La participation et le contrôle des salariés directement ou au travers de leurs organisations syndicales et des comités d’entreprise sont essentiels pour éviter que ces mesures se transforment en gruyères par les trous desquels les conseillers financiers des multinationales pourraient s’engouffrer.

Tout cela ne nous exonère pas de la nécessité de réfléchir à une vaste réforme globale pour plus de justice fiscale en France : sur l’assiette, la répartition entre « impôts sur le revenu » trop faibles et qui pourraient être plus équitables en augmentant le nombre de tranches pour être plus progressifs et taxations diverses trop fortes et surtout injustes comme la TVA.

NOTES

1) G7, composition : Allemagne, Canada, États-Unis, France, Italie, Japon, Royaume-Uni.

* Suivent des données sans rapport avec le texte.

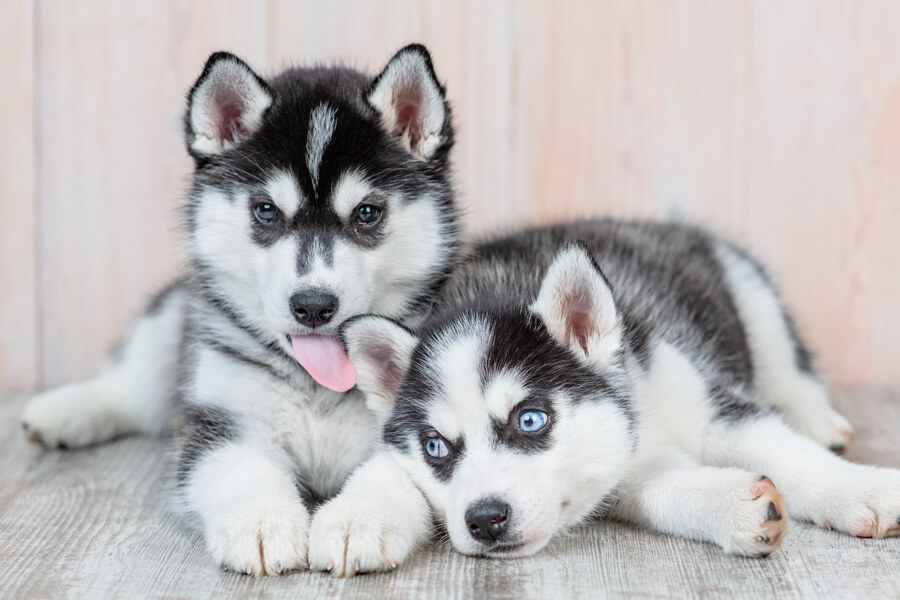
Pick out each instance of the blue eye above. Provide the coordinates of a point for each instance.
(368, 215)
(265, 213)
(532, 420)
(436, 448)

2) Source : Tax Justice Network.

3) Source : Euro-Tax.

4) Irlande, Luxembourg, Pays-Bas

5) Source : EU Tax Observatory (juin 2021) publié dans Marianne n°1266

  • taux de 15 % sur les sociétés : 4 milliards d’€ de recettes supplémentaires annuelles pour la France ;
  • taux de 21 % sur les sociétés : 16 milliards d’€ de recettes supplémentaires annuelles pour la France et 100 milliards d’€ pour l’Union européenne ;
  • taux de 25 % sur les sociétés : 26 milliards d’€ de recettes supplémentaires annuelles pour la France.

6) L’OCDE encourage la libéralisation économique au travers du libre-échange et promeut deux aspects antagoniques qui s’excluent mutuellement : la flexibilisation du marché du travail  et la protection des salariés et des emplois ; chacun peut imaginer quel est l’aspect auquel est donné la priorité…

7) Le terme de dumping désigne la minimisation des contraintes légales en matière de fiscalité, de protection sociale ou de protection de l’environnement par un État.